I had a look at this tutorial in the PyTorch docs for understanding Transfer Learning. There was one line that I failed to understand.

After the loss is calculated using loss = criterion(outputs, labels), the running loss is calculated using running_loss += loss.item() * inputs.size(0) and finally, the epoch loss is calculated using running_loss / dataset_sizes[phase].

Isn't loss.item() supposed to be for an entire mini-batch (please correct me if I am wrong). i.e, if the batch_size is 4, loss.item() would give the loss for the entire set of 4 images. If this is true, why is loss.item() being multiplied with inputs.size(0) while calculating running_loss? Isn't this step like an extra multiplication in this case?

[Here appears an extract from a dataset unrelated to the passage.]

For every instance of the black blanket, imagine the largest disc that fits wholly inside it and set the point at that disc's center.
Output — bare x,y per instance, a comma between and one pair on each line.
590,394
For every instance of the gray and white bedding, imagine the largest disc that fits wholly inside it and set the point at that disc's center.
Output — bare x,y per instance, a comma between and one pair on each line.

Any help would be appreciated. Thanks!


Solution

  • It's because the loss given by CrossEntropy or other loss functions is divided by the number of elements i.e. the reduction parameter is mean by default.

    torch.nn.CrossEntropyLoss(weight=None, size_average=None, ignore_index=-100, reduce=None, reduction='mean')
    

    Hence, loss.item() contains the loss of entire mini-batch, but divided by the batch size. That's why loss.item() is multiplied with batch size, given by inputs.size(0), while calculating running_loss.